Why you need an Enterprise BI framework
Over the last few months I have done a number of pre-sales presentations regarding a framework for designing and developing data integration programs. While the framework in question is a smaller scale (mainly ETL) I did encounter numerous discussion why such a framework is necessary in the first place. What would be achieved by using it? Because this blog serves as my own personal framework and collection of best practices I thought it would be a good idea to put my thoughts on this in writing. I found a great quote in one of the academical ETL papers my employer send to me:
‘If we want better performance we can buy better hardware, unfortunately we cannot buy a more maintainable or more reliable system’.

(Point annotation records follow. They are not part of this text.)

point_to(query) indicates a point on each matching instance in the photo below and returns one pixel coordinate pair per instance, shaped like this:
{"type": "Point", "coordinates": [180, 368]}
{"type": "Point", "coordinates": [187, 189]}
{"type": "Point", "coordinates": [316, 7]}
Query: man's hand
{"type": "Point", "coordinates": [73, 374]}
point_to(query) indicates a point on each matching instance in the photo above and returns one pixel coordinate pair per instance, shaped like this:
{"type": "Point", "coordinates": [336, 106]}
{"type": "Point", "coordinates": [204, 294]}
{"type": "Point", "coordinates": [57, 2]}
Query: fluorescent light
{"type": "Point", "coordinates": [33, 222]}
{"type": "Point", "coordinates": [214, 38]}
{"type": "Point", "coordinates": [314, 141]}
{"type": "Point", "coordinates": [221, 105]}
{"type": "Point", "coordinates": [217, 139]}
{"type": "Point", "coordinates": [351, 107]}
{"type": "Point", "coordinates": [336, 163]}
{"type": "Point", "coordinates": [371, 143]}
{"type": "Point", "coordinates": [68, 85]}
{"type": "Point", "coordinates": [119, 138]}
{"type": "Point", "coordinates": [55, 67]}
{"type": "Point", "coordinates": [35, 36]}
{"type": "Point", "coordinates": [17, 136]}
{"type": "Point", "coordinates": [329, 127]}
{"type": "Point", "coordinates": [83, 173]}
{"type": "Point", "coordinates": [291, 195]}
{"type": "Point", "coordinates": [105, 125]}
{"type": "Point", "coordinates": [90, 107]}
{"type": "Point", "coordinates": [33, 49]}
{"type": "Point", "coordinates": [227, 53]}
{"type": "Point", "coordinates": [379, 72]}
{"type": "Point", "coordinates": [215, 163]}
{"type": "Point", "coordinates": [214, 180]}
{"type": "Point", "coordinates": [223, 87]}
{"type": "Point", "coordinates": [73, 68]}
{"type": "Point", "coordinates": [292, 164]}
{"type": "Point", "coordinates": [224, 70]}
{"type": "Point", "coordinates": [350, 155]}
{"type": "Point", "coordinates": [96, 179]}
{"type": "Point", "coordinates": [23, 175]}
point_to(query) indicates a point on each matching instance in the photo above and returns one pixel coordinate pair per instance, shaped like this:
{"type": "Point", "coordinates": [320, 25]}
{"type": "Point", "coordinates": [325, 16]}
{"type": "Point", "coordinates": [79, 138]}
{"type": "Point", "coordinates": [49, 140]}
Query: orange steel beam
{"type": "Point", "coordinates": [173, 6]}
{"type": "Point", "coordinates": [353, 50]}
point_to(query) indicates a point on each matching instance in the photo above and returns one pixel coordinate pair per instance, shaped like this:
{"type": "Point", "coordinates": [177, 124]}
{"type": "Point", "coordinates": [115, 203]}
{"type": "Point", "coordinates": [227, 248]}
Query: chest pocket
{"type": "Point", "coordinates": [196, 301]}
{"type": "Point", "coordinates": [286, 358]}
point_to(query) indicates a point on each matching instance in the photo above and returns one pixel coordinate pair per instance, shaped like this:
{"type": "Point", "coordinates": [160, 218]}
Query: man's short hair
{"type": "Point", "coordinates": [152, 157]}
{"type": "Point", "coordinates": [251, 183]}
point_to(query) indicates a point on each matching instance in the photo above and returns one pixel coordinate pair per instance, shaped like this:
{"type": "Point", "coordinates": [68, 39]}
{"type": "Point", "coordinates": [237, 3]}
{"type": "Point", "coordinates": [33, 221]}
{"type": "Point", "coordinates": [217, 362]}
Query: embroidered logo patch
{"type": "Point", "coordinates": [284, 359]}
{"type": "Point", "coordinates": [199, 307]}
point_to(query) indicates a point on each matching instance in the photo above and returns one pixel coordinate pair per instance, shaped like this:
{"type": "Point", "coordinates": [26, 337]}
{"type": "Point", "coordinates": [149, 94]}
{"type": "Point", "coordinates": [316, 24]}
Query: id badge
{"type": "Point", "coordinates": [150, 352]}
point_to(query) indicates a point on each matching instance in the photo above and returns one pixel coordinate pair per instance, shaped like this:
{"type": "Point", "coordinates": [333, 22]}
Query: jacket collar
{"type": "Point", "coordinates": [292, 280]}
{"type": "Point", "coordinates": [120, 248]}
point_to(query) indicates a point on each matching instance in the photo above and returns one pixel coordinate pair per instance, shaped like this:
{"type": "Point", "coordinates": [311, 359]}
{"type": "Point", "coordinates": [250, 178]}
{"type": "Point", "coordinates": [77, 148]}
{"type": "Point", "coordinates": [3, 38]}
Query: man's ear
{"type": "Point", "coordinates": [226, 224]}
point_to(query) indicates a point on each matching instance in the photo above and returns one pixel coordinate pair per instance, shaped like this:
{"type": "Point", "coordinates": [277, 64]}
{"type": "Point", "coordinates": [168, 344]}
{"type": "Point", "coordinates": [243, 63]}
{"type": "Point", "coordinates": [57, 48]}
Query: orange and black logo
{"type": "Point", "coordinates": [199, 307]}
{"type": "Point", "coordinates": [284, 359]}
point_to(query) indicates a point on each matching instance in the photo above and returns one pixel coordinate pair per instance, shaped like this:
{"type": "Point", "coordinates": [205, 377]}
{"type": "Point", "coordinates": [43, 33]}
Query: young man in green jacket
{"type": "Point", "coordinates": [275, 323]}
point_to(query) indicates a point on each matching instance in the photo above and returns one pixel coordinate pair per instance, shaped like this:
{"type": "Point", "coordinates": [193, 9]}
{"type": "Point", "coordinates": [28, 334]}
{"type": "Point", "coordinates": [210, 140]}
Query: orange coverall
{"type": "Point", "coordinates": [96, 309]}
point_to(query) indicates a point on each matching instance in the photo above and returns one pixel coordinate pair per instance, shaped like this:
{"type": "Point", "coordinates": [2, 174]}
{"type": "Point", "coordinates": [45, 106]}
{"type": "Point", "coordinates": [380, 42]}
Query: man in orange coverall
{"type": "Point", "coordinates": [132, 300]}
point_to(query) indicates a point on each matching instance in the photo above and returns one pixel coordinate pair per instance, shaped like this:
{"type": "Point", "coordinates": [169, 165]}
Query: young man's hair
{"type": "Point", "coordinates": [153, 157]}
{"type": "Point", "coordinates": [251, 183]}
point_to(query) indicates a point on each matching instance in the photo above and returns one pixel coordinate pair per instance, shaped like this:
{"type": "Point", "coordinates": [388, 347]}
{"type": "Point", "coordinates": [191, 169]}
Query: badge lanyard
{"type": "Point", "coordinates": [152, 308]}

My answer to the question would then be… The design and implementation of data integration and ETL is largely a labour-intensive (manual) activity and typically consumes large fractions of the effort in data warehousing projects. Over time, when requirements change and enterprises become more data-driven, the EBI architecture faces challenges in the complexity, consistency and flexibility in the design (and maintenance) of the data integration flows. These changes can include changes in loading frequency and grain (latency), more sources or the introduction of (more) parallel processing to a previously rigid serial pipeline. All of this occurs when datawarehouseing and BI will become more and more mission critical and its information is integrated into the operational decision making process. Using a thought out and flexible approach to data intergration will meet these challenges by providing structure, flexibility and scalability for the design of data integration flows. Working in a more structured and consistent environment will greatly reduce the manual effort involved. This in turn will lead to improved delivery times and consistency.
Today’s EBI architecture is designed to store structured data for strategic decision making, where a small number of (expert) users analyse (historical) data and reports. Data is typically periodically extracted, cleansed, integrated and transformed in a data warehouse from a heterogeneous set of sources. The focus for ETL has been on correct functionality and adequate performance, but this focus misses key elements that are equally important for success. These elements, like the consistency, degree of atomicity, ability to rerun, scalability and robustness, are addressed by using the EBI framework.
Future ETL solutions for instance, should be able to cater for sending back cleansed or interpreted data to the operational systems. This allows the datawarehouse to grow into a more central and mission critical role. They should be able to cope with unstructured data next to the structured data and be able to fall back on a clean data source. To be ready for future changes, the next generation data integration designs must support a methodology which set the foundation for a flexible approach to data integration design. Without a structured approach to data integration design, the solution will risk becoming the spaghetti of code and rules that it was meant to replace in the first place. An EBI framework provides a structured approach to data modelling and data integration design for an easy, flexible and affordable development cycle. By setting the stage with document and mapping templates, design decisions and built-in error handling and process control the framework will provide the consistency and structure for future-proof ETL on any platform.